- На бок меня... поверните! - и тотчас потеряла сознание.
В окна глянул голубой рассвет. Дуняшка вымыла цебарку, пошла на баз доить коров. Ильинична распахнула окно - в горницу, напитанную тяжким духом свежей крови, запахом сгоревшего керосина, хлынул бодрящий, свежий и резкий холодок летнего утра. На подоконник с вишневых листьев ветер отряхнул слезинки росы; послышались ранние голоса птиц, мычание коров, густые отрывистые хлопки пастушьего арапника.
Наталья пришла в себя, открыла глаза, кончиком языка облизала сухие, обескровленные, желтые губы, попросила пить. Она уже не спрашивала ни о детях, ни о матери. Все отходило от нее - и, как видно, навсегда...
Ильинична закрыла окно, подошла к кровати. Как страшно переменилась Наталья за одну ночь! Сутки назад была она, как молодая яблоня в цвету, красивая, здоровая, сильная, а сейчас щеки ее выглядели белее мела с обдонской горы, нос заострился, губы утратили недавнюю яркую свежесть, стали тоньше и, казалось, с трудом прикрывали раздвинутые подковки зубов. Одни глаза Натальи сохранили прежний блеск, но выражение их было уже иное. Что-то новое, незнакомое и пугающее, проскальзывало во взгляде Натальи, когда она изредка, повинуясь какой-то необъяснимой потребности, приподнимала синеватые веки и обводила глазами горницу, на секунду останавливая их на Ильиничне...
На восходе солнца приехал Пантелей Прокофьевич. Заспанный фельдшер, усталый от бессонных ночей и бесконечной возни с тифозными и ранеными, потягиваясь, вылез из тарантаса, взял с сиденья сверток, пошел в дом.
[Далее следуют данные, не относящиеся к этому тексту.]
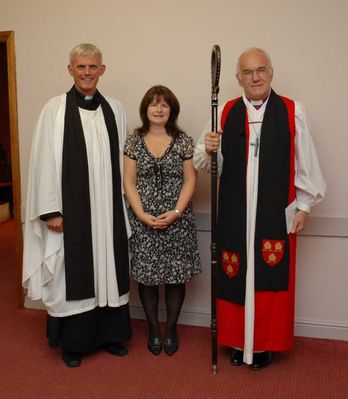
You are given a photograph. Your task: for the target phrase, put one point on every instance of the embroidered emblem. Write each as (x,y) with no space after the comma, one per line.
(272,251)
(230,263)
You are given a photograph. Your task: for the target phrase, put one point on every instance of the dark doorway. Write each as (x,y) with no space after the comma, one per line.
(10,198)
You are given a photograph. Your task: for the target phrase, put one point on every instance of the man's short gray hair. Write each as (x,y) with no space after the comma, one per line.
(85,49)
(250,50)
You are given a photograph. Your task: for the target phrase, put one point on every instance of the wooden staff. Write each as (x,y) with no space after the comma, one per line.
(215,77)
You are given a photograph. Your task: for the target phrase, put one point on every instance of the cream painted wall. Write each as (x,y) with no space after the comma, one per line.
(146,42)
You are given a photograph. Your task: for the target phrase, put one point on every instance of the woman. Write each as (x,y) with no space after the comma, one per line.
(159,181)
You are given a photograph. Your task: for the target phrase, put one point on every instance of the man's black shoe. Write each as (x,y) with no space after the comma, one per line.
(261,360)
(116,349)
(71,359)
(236,357)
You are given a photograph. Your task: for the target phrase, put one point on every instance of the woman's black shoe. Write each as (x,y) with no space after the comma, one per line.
(171,345)
(236,357)
(154,344)
(71,359)
(261,360)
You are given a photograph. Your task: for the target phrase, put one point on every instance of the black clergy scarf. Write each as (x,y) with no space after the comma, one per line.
(78,250)
(272,199)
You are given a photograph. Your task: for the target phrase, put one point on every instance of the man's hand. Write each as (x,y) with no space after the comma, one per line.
(299,222)
(212,141)
(55,224)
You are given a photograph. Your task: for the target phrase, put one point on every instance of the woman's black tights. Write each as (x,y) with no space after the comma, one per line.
(174,298)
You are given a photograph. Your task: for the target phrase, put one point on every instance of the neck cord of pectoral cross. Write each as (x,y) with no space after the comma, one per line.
(256,144)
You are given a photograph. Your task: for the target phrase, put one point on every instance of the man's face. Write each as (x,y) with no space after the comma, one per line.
(86,71)
(255,75)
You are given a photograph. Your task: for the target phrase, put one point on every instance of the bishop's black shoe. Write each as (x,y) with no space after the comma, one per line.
(236,357)
(261,360)
(116,349)
(71,359)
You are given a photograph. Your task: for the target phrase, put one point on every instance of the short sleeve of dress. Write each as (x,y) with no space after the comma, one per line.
(187,146)
(130,146)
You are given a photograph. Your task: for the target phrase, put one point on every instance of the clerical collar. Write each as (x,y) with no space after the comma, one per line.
(87,102)
(257,103)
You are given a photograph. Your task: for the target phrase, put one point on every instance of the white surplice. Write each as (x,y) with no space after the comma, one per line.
(309,183)
(43,257)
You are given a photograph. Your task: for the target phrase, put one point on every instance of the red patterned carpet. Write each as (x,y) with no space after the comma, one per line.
(315,368)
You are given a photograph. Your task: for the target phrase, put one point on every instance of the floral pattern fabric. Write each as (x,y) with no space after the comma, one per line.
(168,256)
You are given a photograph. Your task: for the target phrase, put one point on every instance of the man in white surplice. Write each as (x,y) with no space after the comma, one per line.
(270,180)
(75,244)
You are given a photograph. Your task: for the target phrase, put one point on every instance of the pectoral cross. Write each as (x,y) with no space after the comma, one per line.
(256,145)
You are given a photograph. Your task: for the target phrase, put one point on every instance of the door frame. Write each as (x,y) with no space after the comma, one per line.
(7,37)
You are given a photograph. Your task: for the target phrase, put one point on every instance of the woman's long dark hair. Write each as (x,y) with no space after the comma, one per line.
(156,93)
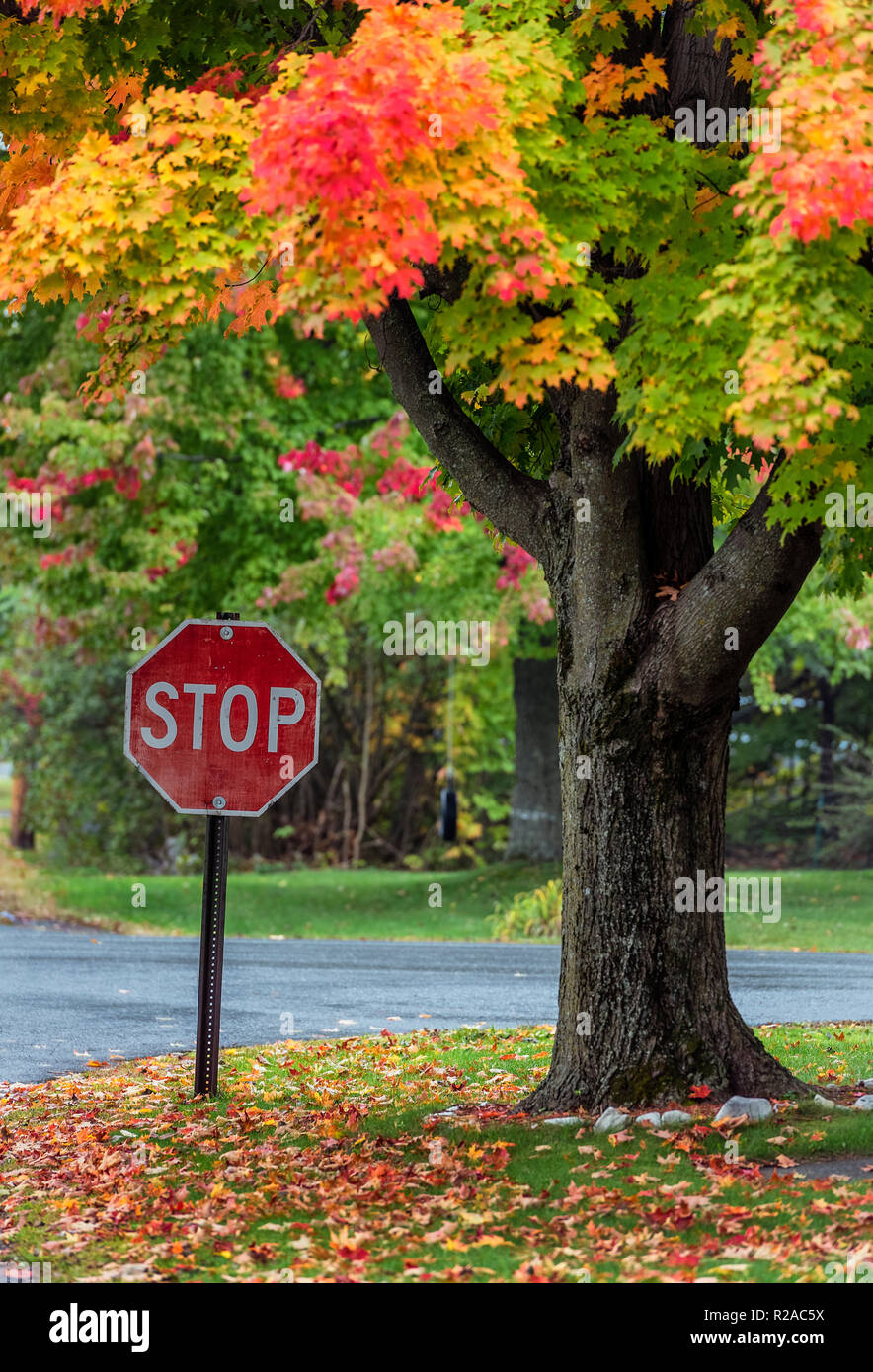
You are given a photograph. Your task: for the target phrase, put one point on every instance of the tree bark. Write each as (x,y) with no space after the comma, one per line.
(655,630)
(20,834)
(535,813)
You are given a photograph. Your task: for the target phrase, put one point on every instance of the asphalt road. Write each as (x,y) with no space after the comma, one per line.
(71,996)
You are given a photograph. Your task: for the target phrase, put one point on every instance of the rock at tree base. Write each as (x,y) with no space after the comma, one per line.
(754,1107)
(611,1121)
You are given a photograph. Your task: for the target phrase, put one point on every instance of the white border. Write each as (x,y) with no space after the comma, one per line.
(220,623)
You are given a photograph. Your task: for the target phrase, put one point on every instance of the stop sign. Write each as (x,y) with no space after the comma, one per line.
(222,717)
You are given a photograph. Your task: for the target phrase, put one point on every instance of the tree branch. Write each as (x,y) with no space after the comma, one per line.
(747,584)
(516,503)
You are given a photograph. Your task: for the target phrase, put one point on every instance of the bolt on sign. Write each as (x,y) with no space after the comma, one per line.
(221,718)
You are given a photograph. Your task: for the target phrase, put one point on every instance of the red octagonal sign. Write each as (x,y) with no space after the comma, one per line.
(222,717)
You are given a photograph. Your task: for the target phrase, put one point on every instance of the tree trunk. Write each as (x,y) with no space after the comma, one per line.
(644,1007)
(20,834)
(535,815)
(647,686)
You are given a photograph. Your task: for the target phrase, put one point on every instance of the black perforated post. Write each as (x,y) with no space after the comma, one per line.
(211,949)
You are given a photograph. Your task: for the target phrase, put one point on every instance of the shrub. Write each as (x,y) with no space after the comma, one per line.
(534,914)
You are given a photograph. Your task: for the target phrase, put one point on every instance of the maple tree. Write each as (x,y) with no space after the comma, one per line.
(619,316)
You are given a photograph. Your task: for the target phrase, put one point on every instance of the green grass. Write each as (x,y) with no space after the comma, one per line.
(830,911)
(324,1161)
(299,903)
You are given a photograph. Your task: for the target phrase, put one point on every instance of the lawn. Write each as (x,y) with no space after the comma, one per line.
(831,911)
(334,1161)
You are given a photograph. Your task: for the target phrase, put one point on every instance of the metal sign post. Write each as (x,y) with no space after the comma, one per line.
(222,720)
(211,949)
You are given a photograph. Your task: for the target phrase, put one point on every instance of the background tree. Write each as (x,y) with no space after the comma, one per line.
(644,302)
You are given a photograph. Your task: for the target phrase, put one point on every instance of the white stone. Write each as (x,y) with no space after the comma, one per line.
(673,1118)
(755,1108)
(611,1121)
Он снял на крыльце брезентовый дождевик, перегнувшись через перила, долго мылил волосатые руки, исподлобья посматривая на Дуняшку, лившую ему в пригоршню воду из кувшина, и даже раза два подмигнул ей. Потом вошел в горницу и минут десять пробыл около Натальи, предварительно выслав всех из комнаты.
Пантелей Прокофьевич и Ильинична сидели в кухне.
- Ну что? - шепотом справился старик, как только они вышли из горницы.
- Плохая...
- Это она самовольно?
- Сама надумала... - уклонилась Ильинична от прямого ответа.
- Горячей воды, быстро! - приказал фельдшер, высунув в дверь взлохмаченную голову.
Пока кипятили воду, фельдшер вышел в кухню. На немой вопрос старика безнадежно махнул рукой:
- К обеду отойдет. Страшная потеря крови. Ничего нельзя сделать! Григория Пантелеевича не известили?
Пантелей Прокофьевич, не отвечая, торопливо захромал в сенцы. Дарья видела, как старик, зайдя под навесом сарая за косилку и припав головой к прикладу прошлогодних кизяков, плакал навзрыд.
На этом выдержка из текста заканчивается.